Tempat belajar kanak-kanak yang akan mereka singgahi sebagai tempat untuk mencari ilmu, jaraknya tidak terlalu jauh dari pos 2. Hanya membutuhkan waktu kurang lebih 5 menit dari pos 2.

"Kak tadi itu siapa yang teriak-teriak manggil nama kita?" .

Disa bertanya dengan penasaran. Sebelum kakaknya menjawab, Ibunya lebih dulu berucap;

"Mereka semua adalah bagian keluarga kita, mereka semua adalah orang yang berharga Dinda...jadi kamu dan kakakmu harus sopan dengan mereka..."

"Begitu ya bu..., tentu saja Aku dan kakak pasti akan sopan dengan mereka"

Disa menunjukan senyumnya lagi. Hingga kakaknya tidak bisa meneruskan perkataan ibunya.

"Disa lihat itu adalah tempat yang kita tuju"

Sambil menunjuk jarinya dan tempat itu sudah terlihat jelas dan tertulis TK Pertiwi Dieng.

"Wah itu ya kak tempatnya, dimana kakak selalu cerita bahwa disana banyak temannya"

"Iya Disa disana banyak teman yang sedang menunggumu"

"Wah Aku sudah tidak sabar kak..."

Mobil hitam ini mulai memasuki gerbang TK ini dan disana Bu Ira sudah menunggu di pintu.
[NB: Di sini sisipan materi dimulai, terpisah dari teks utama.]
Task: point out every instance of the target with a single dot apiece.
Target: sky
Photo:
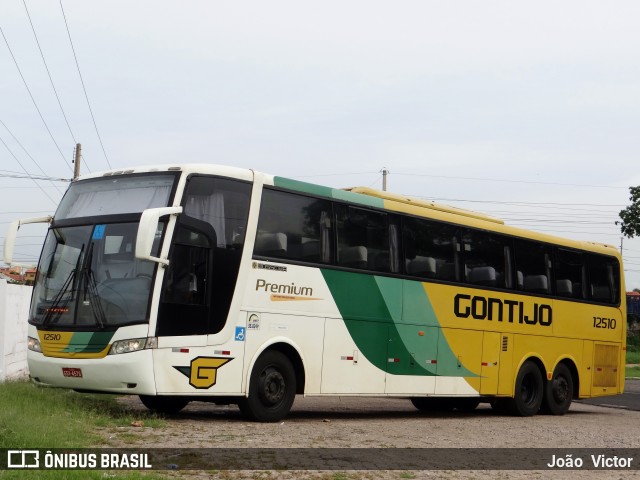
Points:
(528, 111)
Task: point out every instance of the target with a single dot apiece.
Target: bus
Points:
(191, 282)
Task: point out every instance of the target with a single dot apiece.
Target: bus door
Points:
(197, 291)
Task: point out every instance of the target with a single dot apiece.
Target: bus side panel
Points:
(458, 366)
(586, 370)
(200, 370)
(302, 332)
(345, 370)
(490, 363)
(506, 374)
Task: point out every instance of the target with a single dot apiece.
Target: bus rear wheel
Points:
(529, 391)
(161, 404)
(272, 388)
(558, 391)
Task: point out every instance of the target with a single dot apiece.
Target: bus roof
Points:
(424, 204)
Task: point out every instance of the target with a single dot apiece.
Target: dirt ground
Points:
(343, 422)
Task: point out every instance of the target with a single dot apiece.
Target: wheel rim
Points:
(272, 386)
(529, 391)
(560, 389)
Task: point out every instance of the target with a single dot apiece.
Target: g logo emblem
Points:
(202, 372)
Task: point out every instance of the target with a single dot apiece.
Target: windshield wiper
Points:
(91, 290)
(55, 305)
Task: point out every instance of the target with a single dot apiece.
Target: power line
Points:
(35, 104)
(508, 180)
(86, 96)
(55, 91)
(34, 180)
(29, 155)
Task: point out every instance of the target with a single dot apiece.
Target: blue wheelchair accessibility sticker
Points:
(98, 232)
(240, 334)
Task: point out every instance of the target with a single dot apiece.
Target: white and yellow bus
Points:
(212, 283)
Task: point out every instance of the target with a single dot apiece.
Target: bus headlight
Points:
(128, 346)
(33, 344)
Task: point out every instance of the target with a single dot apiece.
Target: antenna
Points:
(385, 172)
(76, 162)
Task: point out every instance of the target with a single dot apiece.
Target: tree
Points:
(630, 224)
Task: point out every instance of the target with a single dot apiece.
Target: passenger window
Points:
(532, 266)
(569, 274)
(485, 259)
(295, 227)
(363, 239)
(430, 249)
(604, 276)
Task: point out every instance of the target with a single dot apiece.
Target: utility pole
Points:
(385, 172)
(76, 162)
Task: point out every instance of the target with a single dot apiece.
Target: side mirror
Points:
(147, 232)
(12, 233)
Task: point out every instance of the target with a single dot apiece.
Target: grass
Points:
(633, 354)
(632, 372)
(32, 417)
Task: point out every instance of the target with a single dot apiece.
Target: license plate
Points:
(72, 372)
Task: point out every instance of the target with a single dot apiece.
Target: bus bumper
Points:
(128, 373)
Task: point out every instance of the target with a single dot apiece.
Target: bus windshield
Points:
(88, 277)
(115, 195)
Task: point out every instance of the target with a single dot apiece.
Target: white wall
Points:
(14, 311)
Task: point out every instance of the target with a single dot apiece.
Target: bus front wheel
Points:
(162, 404)
(529, 391)
(558, 391)
(272, 388)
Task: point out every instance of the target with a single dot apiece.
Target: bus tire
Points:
(529, 391)
(272, 388)
(558, 391)
(164, 404)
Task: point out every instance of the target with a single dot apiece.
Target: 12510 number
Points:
(599, 322)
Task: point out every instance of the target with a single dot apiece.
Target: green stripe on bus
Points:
(328, 192)
(393, 324)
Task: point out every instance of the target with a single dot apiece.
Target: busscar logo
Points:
(203, 371)
(268, 266)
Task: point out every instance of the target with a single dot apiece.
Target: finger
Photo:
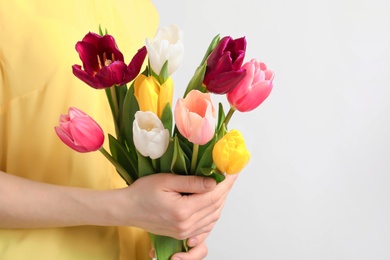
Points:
(152, 253)
(196, 240)
(198, 252)
(205, 203)
(191, 184)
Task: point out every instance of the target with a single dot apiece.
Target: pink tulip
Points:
(79, 131)
(254, 88)
(195, 117)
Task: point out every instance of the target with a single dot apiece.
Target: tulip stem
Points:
(229, 116)
(113, 101)
(122, 172)
(115, 107)
(194, 159)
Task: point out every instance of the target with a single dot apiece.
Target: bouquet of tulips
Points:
(151, 137)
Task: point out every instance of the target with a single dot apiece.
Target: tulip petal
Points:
(88, 55)
(225, 82)
(134, 66)
(87, 78)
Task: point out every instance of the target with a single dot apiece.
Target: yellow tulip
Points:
(152, 96)
(230, 153)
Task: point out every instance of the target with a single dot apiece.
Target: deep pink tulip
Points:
(195, 117)
(254, 88)
(103, 63)
(79, 131)
(223, 71)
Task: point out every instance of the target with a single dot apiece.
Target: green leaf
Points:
(206, 159)
(145, 166)
(121, 92)
(122, 171)
(163, 73)
(211, 47)
(120, 154)
(213, 173)
(179, 161)
(221, 127)
(167, 118)
(221, 115)
(196, 81)
(165, 247)
(130, 107)
(166, 158)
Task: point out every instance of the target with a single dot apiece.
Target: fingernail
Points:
(192, 242)
(209, 183)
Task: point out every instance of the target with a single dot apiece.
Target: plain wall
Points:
(317, 186)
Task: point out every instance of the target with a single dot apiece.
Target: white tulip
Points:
(149, 135)
(167, 45)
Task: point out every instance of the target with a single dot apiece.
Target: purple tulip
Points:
(103, 63)
(223, 71)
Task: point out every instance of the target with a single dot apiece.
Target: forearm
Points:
(29, 204)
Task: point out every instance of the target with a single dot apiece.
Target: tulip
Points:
(103, 63)
(79, 131)
(195, 117)
(253, 89)
(230, 153)
(223, 71)
(166, 46)
(152, 96)
(149, 135)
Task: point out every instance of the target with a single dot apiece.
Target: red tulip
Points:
(79, 131)
(223, 71)
(103, 63)
(253, 89)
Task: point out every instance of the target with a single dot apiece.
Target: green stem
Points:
(229, 116)
(194, 159)
(122, 171)
(113, 101)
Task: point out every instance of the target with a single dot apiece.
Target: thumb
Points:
(191, 184)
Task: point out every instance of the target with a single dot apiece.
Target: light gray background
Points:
(317, 186)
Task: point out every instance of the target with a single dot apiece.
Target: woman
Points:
(56, 203)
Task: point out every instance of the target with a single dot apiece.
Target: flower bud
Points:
(149, 135)
(230, 153)
(79, 131)
(195, 117)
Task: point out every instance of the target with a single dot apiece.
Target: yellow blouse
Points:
(37, 40)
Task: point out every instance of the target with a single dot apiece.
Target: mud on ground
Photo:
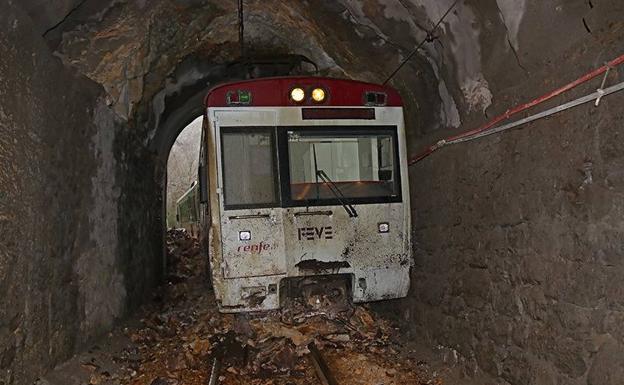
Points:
(181, 337)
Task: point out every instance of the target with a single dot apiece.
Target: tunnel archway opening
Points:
(182, 164)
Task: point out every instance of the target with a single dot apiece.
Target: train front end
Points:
(305, 190)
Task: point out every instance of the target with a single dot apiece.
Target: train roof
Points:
(275, 92)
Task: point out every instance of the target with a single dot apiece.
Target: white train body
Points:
(301, 189)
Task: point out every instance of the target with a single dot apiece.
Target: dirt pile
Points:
(184, 338)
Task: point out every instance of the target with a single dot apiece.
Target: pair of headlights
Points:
(318, 95)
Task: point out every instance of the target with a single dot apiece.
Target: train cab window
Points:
(248, 164)
(361, 163)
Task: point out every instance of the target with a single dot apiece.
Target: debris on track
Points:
(182, 339)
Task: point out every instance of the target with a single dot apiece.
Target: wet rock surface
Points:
(178, 337)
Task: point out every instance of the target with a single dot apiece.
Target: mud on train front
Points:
(303, 183)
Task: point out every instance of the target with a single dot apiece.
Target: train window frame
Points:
(276, 203)
(284, 164)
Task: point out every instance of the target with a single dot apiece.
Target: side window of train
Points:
(202, 178)
(249, 167)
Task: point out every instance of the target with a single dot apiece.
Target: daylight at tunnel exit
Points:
(303, 192)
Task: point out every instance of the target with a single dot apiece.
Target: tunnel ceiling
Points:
(146, 53)
(153, 56)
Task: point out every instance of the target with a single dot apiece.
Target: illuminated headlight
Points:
(297, 94)
(318, 95)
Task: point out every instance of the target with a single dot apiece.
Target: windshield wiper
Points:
(339, 195)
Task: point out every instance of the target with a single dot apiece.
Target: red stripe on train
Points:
(275, 92)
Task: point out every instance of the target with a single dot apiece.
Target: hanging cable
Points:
(241, 28)
(486, 129)
(429, 38)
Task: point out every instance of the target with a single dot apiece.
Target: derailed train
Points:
(303, 187)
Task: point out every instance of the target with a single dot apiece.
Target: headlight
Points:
(318, 95)
(297, 94)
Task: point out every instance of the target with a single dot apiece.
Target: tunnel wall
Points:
(71, 261)
(519, 252)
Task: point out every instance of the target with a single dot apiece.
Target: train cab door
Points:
(251, 217)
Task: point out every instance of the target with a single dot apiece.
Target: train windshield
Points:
(249, 172)
(361, 164)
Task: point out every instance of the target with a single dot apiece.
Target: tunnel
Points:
(517, 236)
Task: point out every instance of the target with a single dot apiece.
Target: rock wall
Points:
(68, 261)
(518, 236)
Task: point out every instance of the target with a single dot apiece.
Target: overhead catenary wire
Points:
(427, 38)
(241, 28)
(520, 108)
(566, 106)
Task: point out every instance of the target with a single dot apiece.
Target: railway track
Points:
(315, 357)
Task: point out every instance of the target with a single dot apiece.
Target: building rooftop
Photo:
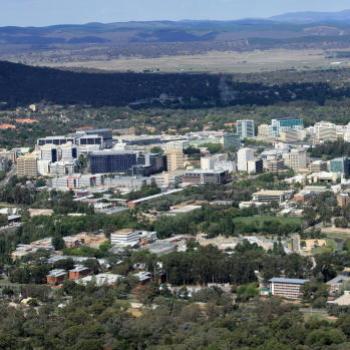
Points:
(288, 280)
(344, 300)
(79, 268)
(270, 193)
(57, 273)
(124, 232)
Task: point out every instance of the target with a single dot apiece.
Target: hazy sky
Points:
(45, 12)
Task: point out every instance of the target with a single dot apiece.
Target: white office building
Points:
(245, 128)
(126, 237)
(244, 155)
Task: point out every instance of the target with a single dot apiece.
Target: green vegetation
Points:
(330, 150)
(267, 225)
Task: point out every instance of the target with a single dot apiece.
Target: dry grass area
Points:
(229, 62)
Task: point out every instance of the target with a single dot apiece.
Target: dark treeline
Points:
(209, 265)
(21, 85)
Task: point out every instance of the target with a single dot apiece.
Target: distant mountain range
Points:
(313, 17)
(99, 41)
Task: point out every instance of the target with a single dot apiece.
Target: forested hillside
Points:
(21, 85)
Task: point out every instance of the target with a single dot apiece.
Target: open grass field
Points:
(216, 62)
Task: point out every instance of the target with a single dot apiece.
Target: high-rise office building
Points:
(325, 131)
(283, 124)
(340, 166)
(175, 159)
(244, 155)
(245, 128)
(112, 161)
(296, 159)
(27, 166)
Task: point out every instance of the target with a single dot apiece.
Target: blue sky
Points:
(46, 12)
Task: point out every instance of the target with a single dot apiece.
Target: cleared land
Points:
(228, 62)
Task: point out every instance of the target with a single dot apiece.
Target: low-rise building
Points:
(203, 177)
(78, 272)
(289, 288)
(338, 283)
(269, 196)
(56, 277)
(102, 279)
(126, 237)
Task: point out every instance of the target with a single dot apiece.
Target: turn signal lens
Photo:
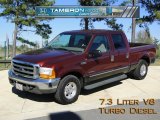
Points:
(47, 73)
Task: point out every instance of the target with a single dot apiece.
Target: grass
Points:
(157, 63)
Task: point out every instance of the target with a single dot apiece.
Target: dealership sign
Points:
(87, 11)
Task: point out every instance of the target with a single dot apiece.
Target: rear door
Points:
(98, 66)
(120, 54)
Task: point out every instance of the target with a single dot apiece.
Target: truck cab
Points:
(80, 59)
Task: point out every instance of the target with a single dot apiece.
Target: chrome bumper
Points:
(38, 86)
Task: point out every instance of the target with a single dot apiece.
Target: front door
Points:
(121, 56)
(97, 66)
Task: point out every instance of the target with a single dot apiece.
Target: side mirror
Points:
(95, 54)
(45, 43)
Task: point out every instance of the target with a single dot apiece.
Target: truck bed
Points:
(137, 44)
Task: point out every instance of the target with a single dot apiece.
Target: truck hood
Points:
(44, 55)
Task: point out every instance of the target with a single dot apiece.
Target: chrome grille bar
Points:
(25, 69)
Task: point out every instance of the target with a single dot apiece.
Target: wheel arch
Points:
(146, 58)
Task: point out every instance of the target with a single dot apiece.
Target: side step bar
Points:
(106, 81)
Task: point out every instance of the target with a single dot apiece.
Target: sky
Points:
(59, 25)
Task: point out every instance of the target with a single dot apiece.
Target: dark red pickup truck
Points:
(80, 59)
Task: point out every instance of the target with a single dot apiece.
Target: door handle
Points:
(112, 58)
(127, 55)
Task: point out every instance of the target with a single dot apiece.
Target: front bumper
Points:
(38, 86)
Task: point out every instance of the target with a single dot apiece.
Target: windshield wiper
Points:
(61, 49)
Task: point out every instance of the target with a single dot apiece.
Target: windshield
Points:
(70, 42)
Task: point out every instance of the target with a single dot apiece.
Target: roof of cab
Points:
(91, 31)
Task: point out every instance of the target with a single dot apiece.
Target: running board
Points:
(107, 81)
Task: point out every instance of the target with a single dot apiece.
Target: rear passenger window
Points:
(100, 43)
(118, 41)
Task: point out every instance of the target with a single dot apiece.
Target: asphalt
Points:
(18, 105)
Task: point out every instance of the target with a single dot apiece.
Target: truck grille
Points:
(25, 69)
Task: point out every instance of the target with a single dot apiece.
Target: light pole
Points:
(133, 25)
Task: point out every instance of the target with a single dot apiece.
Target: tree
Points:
(87, 23)
(153, 8)
(22, 14)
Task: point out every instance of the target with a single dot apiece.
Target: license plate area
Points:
(19, 86)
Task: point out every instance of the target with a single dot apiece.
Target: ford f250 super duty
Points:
(80, 59)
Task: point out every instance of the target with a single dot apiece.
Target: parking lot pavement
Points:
(17, 105)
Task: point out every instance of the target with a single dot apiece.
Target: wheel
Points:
(68, 90)
(141, 70)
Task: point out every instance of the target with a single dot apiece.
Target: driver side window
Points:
(100, 43)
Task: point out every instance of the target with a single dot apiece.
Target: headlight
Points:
(47, 73)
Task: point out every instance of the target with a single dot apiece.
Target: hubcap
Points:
(70, 90)
(143, 70)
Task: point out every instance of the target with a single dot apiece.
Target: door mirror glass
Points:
(95, 54)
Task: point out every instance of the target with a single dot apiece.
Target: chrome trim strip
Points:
(23, 66)
(108, 71)
(23, 71)
(41, 84)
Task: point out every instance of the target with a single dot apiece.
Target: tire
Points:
(141, 70)
(68, 90)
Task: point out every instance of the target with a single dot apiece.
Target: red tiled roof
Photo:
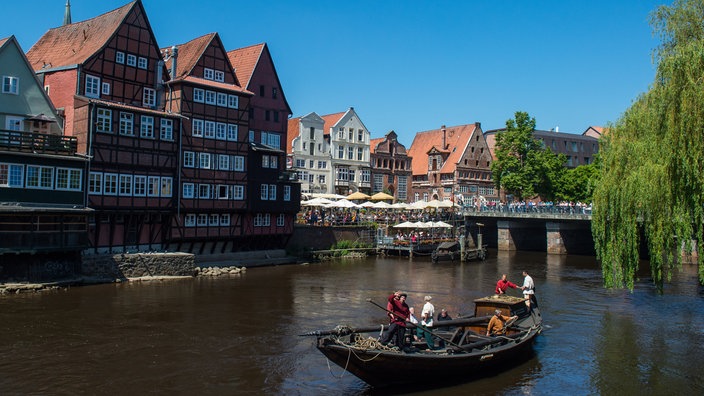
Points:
(292, 132)
(456, 140)
(330, 120)
(75, 43)
(215, 84)
(244, 60)
(188, 55)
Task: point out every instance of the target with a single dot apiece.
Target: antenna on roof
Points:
(67, 13)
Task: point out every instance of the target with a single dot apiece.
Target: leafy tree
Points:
(653, 167)
(523, 167)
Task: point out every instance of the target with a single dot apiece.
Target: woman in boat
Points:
(497, 323)
(398, 313)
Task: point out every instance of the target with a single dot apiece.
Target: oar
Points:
(414, 324)
(343, 331)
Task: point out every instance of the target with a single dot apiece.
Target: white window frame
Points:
(92, 88)
(167, 129)
(148, 97)
(146, 127)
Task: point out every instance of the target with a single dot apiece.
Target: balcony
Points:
(40, 143)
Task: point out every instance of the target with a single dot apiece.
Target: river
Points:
(239, 335)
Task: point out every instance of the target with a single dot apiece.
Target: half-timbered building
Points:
(107, 75)
(452, 163)
(275, 197)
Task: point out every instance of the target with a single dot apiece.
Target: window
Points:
(190, 220)
(104, 121)
(187, 190)
(198, 95)
(11, 175)
(110, 185)
(222, 99)
(95, 183)
(146, 127)
(68, 179)
(10, 85)
(125, 185)
(167, 130)
(223, 162)
(153, 186)
(204, 160)
(210, 129)
(92, 86)
(140, 186)
(197, 128)
(210, 97)
(166, 186)
(238, 163)
(189, 159)
(225, 220)
(232, 101)
(149, 97)
(213, 219)
(126, 124)
(204, 191)
(232, 132)
(221, 131)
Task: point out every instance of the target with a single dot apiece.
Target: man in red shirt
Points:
(503, 284)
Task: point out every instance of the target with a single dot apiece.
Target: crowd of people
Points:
(400, 334)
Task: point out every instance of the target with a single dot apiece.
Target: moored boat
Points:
(463, 352)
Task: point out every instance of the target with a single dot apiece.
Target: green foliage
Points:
(523, 167)
(652, 163)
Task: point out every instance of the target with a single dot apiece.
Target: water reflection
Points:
(239, 335)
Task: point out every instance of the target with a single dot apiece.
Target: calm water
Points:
(238, 335)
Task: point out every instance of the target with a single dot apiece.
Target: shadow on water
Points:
(239, 335)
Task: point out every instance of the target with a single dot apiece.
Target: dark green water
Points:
(238, 335)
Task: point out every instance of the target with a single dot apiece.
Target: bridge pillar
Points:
(504, 238)
(556, 244)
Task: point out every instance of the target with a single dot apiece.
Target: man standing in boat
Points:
(503, 284)
(398, 313)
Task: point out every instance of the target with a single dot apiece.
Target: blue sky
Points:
(413, 66)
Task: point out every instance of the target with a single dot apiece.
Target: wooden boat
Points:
(466, 352)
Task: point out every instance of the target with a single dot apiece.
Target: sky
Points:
(412, 66)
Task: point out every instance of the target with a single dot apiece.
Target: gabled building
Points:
(309, 153)
(273, 212)
(391, 167)
(451, 163)
(107, 75)
(349, 149)
(42, 179)
(212, 205)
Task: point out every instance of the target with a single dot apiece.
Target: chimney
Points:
(67, 13)
(174, 57)
(444, 137)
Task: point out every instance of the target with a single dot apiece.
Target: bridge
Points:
(555, 230)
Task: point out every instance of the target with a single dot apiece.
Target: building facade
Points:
(42, 179)
(452, 163)
(391, 168)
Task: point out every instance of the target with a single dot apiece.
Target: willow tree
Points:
(652, 182)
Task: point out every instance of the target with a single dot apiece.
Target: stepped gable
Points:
(76, 43)
(456, 139)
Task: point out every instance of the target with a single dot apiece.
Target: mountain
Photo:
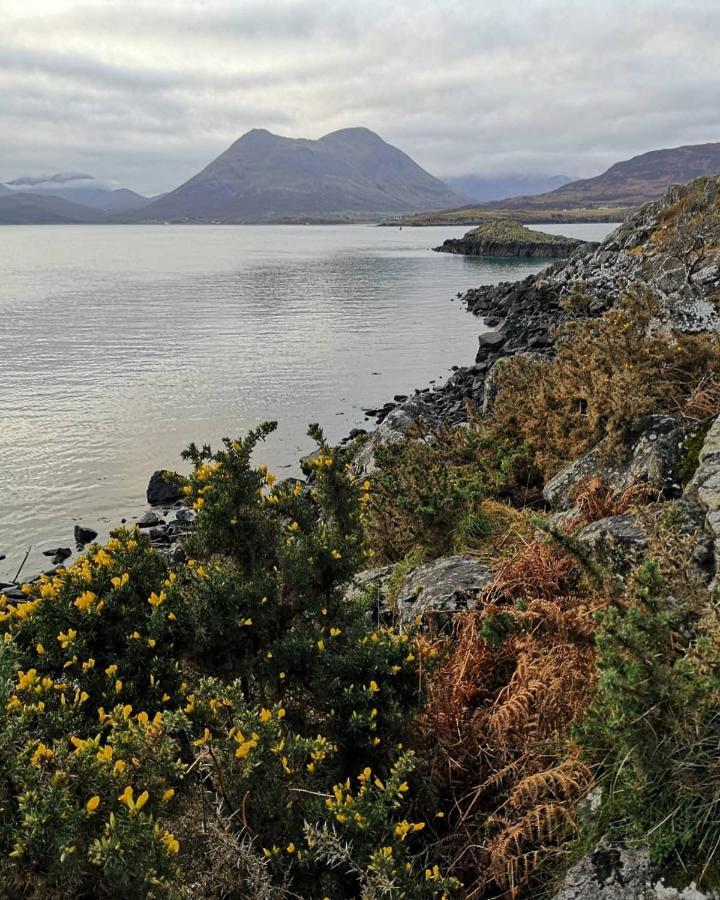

Setelah mobil berhenti dan mereka yang didalamnya turun.

"Kak Amanda, lama sekali kakak ini"

"Maaf Ira seperti biasa mengawasi mereka berdua itu tidak mudah seperti yang Aku bayangkan dulu".

"Haha"

Bu Ira tertawa karena percakapan kakaknya. Diwaktu mereka masih belum bersuami mereka selalu curhat dan membayangkan jika mereka punya anak banyak akan seperti apa.

Sekarang Amanda sudah tau rasanya walaupun jumlah anaknya belum sesuai targetnya, tapi itu sudah membuatnya sedikit kuwalahan. Padahal masih dua anak apalagi jika tiga atau bahkan empat.